Seagrass gets its name because it bears a superficial resemblance to land grasses. However, they are angiosperms, or flowering plants, and therefore close cousins of land plants. Where seaweeds can attach themselves to rocks, seagrasses have real roots and need a silty, muddy or sandy bottom to grow. They also need sunlight to power their photosynthesis, and sheltered waters. These requirements dictate that seagrasses are found mostly in coastal areas and never in the open ocean.
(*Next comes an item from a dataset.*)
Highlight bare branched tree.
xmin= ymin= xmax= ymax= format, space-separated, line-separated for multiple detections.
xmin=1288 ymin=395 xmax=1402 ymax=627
Kelp is a form of brown, multicellular algae, but is different enough from other forms of algae that it should be addressed separately. It grows only in temperate or arctic conditions, preferring the cold water. The fronds of kelp anchor to the sea floor and use gas-filled organs to extend themselves up to the surface, and it is not uncommon to see fronds of kelp reaching up from depths of 60 or 70 feet. Kelp can form into very dense groupings, which are called kelp forests. Forests of kelp are an attractive and interesting environment for divers, and are one of the most dynamic and interesting marine ecosystems.